In article <1990Aug8.012908.28364@sq.sq.com> msb@sq.sq.com (Mark Brader) writes:
>1.6 says that any object is a contiguous sequence of bytes, each of which
>is individually addressable.  3.3.3.4 forces the size of type char to be
>exactly 1 byte.  

...

>I can't take "contiguously allocated" to mean anything else but that
>the object declared by "char y[4];" occupies exactly 4 bytes, which have
>consecutive addresses; sizeof y must be 4.

In recent years, for some reason, people have been assuming that "byte"
means "eight bits" (bit = binary unit of information).  The more
general definition that I learned at the beginning of my introduction
to computers was that it was a group of [contiguous] bits.  This was
reinforced by the existence of byte-handling instructions on machines
like the now-venerable PDP-10 and its successors.  For these instruc-
tions, one had to specify not only a byte address, but also a starting
bit and a size (0-36).

I am sure that the ANSI standard has a reasonable definition of "byte",
probably the one that Doug gave ... from where I'm sitting, I just
can't see a copy of it ...

	Joe Yao				jsdy@hadron.COM
	( jsdy%hadron.COM@{uunet.UU.NET,decuac.DEC.COM} )
	arc,arinc,att,avatar,blkcat,cos,decuac,\
	dtix,ecogong,grebyn,inco,insight,kcwc,  \
	lepton,lsw,netex,netxcom,phw5,research,  >!hadron!jsdy
	rlgvax,seismo,sms,smsdpg,sundc,telenet, /
	uunet				       /
(Last I counted ...)

gwyn@smoke.BRL.MIL (Doug Gwyn) (08/11/90)

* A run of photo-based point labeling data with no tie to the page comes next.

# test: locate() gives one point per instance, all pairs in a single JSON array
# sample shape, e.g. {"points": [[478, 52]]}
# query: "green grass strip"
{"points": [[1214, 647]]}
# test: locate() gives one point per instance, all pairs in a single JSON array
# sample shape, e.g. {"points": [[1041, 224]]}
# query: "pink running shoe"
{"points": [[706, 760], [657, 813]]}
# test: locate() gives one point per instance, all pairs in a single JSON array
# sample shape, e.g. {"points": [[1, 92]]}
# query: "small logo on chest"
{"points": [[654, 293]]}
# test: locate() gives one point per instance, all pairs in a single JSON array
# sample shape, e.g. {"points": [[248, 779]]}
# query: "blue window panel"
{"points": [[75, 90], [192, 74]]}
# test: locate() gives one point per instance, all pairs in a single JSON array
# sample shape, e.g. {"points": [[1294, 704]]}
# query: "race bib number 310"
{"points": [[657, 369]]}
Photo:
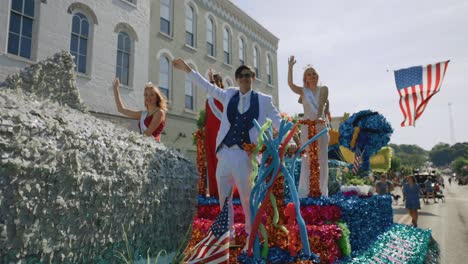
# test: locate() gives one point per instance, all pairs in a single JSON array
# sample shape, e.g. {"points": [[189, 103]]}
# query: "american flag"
{"points": [[357, 161], [416, 86], [214, 248]]}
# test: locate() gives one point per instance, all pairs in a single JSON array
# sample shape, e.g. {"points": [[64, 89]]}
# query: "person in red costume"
{"points": [[153, 120], [214, 112]]}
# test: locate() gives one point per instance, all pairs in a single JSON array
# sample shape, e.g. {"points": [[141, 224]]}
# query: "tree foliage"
{"points": [[460, 166], [443, 154], [409, 156]]}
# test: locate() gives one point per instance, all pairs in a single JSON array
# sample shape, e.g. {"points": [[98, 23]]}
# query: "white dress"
{"points": [[310, 104]]}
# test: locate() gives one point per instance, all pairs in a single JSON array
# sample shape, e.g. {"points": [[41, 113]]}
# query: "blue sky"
{"points": [[356, 45]]}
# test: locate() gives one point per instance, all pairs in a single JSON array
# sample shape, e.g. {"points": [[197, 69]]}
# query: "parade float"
{"points": [[77, 189], [350, 226]]}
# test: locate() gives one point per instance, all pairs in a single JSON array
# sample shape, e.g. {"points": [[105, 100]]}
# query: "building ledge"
{"points": [[83, 75], [128, 3], [211, 57], [164, 35], [20, 59], [190, 48], [229, 66]]}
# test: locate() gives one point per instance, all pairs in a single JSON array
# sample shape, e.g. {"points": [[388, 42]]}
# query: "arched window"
{"points": [[227, 45], [124, 48], [21, 28], [164, 76], [165, 16], [269, 70], [210, 37], [189, 26], [241, 51], [256, 62], [79, 41], [189, 98]]}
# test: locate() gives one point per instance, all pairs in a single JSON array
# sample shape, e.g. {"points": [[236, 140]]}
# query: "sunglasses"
{"points": [[244, 75]]}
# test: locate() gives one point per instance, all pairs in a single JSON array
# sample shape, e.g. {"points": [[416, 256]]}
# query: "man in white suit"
{"points": [[242, 105]]}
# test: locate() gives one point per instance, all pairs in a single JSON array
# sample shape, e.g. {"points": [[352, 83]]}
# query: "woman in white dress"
{"points": [[314, 100]]}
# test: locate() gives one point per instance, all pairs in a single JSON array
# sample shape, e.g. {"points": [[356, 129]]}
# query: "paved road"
{"points": [[448, 222]]}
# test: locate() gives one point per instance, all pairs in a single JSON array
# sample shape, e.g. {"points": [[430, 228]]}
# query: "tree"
{"points": [[396, 164], [411, 156], [443, 154], [440, 155], [460, 166]]}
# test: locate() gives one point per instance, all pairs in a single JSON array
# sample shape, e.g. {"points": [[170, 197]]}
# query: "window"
{"points": [[79, 41], [123, 58], [256, 59], [241, 51], [164, 76], [210, 37], [227, 46], [188, 93], [165, 17], [189, 26], [269, 70], [21, 27]]}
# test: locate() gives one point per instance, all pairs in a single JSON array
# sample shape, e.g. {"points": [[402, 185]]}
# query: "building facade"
{"points": [[136, 41]]}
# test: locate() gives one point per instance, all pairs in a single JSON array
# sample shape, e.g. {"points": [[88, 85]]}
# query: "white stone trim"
{"points": [[255, 47], [125, 27], [75, 7], [165, 52], [216, 7], [188, 4]]}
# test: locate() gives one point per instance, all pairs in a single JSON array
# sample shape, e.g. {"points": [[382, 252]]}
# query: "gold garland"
{"points": [[312, 151], [201, 160]]}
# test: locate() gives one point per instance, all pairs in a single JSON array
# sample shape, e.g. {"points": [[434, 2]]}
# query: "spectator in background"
{"points": [[383, 186], [429, 190], [411, 191]]}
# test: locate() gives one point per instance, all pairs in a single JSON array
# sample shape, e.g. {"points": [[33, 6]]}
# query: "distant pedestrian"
{"points": [[429, 190], [411, 192]]}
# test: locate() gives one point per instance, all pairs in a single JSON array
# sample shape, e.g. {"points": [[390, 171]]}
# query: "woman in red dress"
{"points": [[214, 111], [153, 120]]}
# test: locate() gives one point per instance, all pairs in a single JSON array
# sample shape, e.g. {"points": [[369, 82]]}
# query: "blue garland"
{"points": [[375, 132]]}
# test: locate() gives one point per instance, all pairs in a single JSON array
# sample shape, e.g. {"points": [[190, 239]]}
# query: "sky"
{"points": [[356, 45]]}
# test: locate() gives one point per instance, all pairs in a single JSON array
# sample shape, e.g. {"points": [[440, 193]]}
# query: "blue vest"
{"points": [[238, 134]]}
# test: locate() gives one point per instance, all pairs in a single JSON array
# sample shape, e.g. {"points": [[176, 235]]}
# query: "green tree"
{"points": [[411, 156], [460, 165], [443, 154], [396, 164], [440, 155]]}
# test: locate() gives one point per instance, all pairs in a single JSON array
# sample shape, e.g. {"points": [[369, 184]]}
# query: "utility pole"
{"points": [[452, 129]]}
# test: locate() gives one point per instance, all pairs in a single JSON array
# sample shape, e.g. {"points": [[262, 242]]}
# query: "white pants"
{"points": [[304, 179], [234, 167]]}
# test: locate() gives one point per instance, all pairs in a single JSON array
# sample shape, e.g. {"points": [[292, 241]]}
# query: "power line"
{"points": [[452, 129]]}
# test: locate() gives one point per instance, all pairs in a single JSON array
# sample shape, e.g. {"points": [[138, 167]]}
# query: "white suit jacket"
{"points": [[265, 107]]}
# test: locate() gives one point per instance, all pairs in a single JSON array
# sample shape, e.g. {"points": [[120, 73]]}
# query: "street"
{"points": [[448, 222]]}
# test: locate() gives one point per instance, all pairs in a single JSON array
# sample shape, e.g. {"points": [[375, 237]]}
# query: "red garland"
{"points": [[201, 160], [312, 151]]}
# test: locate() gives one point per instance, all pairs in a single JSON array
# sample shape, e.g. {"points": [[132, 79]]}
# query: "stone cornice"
{"points": [[242, 22]]}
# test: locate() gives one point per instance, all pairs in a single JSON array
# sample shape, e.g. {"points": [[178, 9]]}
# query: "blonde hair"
{"points": [[309, 68], [161, 101]]}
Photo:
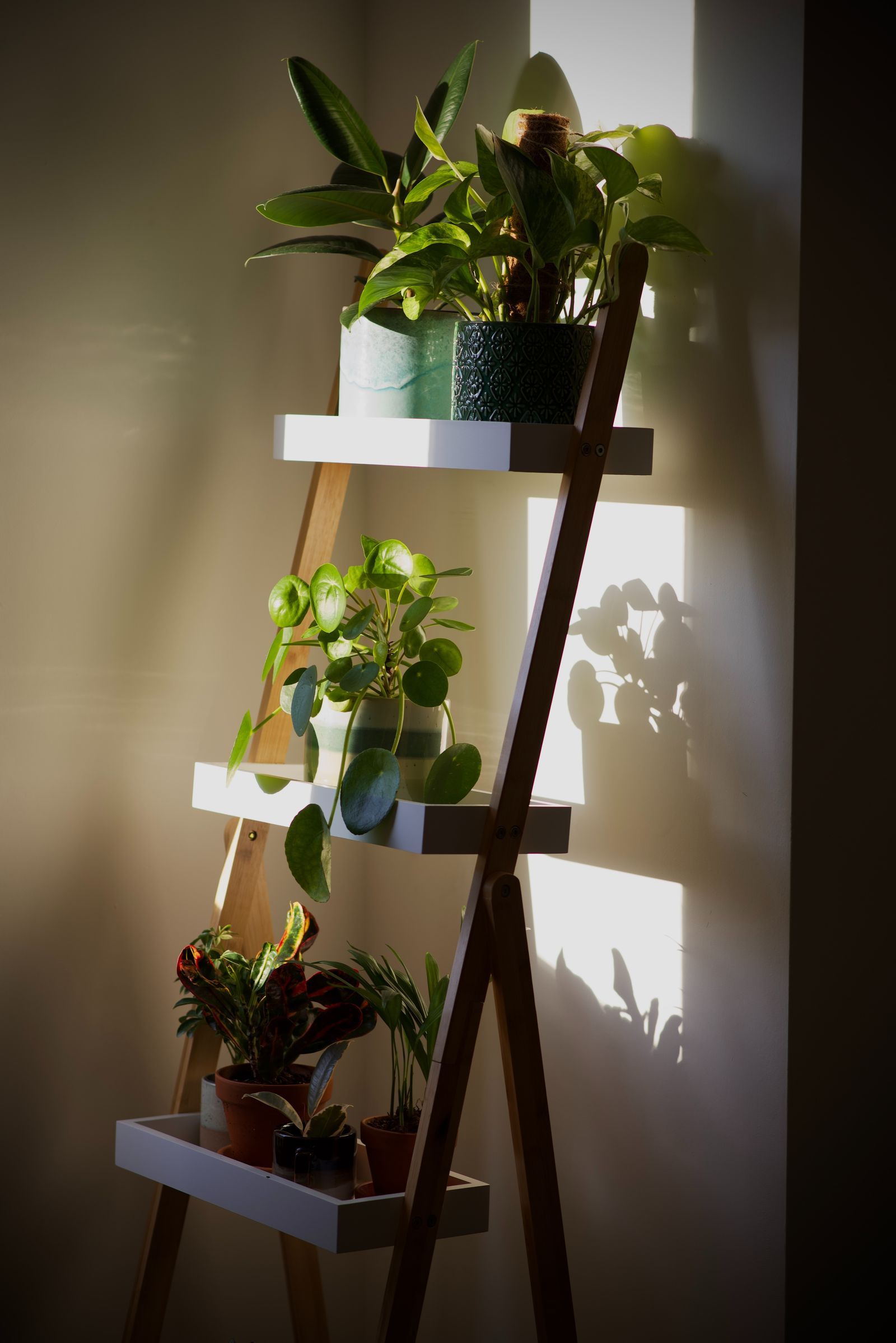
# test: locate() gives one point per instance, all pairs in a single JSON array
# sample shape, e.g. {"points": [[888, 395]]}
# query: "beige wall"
{"points": [[144, 522]]}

In article <904@hadron.COM> jsdy@hadron.UUCP (Joseph S. D. Yao) writes:
>I am sure that the ANSI standard has a reasonable definition of "byte",

The C standard defines "byte" and "char" as effectively synonymous;
although they have slightly different connotations, they occupy the
same space and "really" mean exactly the same thing.  There have to
be at least 8 bits in a char|byte, but it may be larger than that;
the implementor gets to decide on the exact size.  I suspect that
almost every implementation on machines that support direct
addressing of 8-bit bytes will make char|byte an 8-bit Yao-byte
(meaning: 8 contiguous bits).  The Yao definition for "byte" is what
I would consider correct for general usage, and it is consistent with
the usage in the C standard.  The notion that a byte has to be exactly
8 bits was probably due to the prevalence of 8-bit chunk-addressable
systems (System/360, PDP-11, Nova, VAX, 8080, 6800, ...) and to
ignorance of the existence of non-8-bit systems.  After all, 8 bits
is enough to represent any character with one bit left over for
parity, isn't it?  (Rhetorical question, the answer is "not really".)

msb@sq.sq.com (Mark Brader) (08/12/90)

> > 1.6 says that any object is a contiguous sequence of bytes, each of which
> > is individually addressable.  3.3.3.4 forces the size of type char to be
> > exactly 1 byte.  

> In recent years, for some reason, people have been assuming that "byte"
> means "eight bits" (bit = binary unit of information).

I wasn't.  I didn't quote the Standard's definition of "byte" because
it didn't seem relevant to the alignment issues that I was talking about.
This definition is also in 1.6 and what it amounts to is that a "byte" is
an addressable unit of storage big enough to hold a character (in the
basic execution character set).  Section 2.2.4.2 then requires this to
be at least 8 bits, but it could be more.

-- 
Mark Brader, SoftQuad Inc.,		"For want of a bit the loop was lost..."
Toronto, utzoo!sq!msb, msb@sq.com				 -- Steve Summit

This article is in the public domain.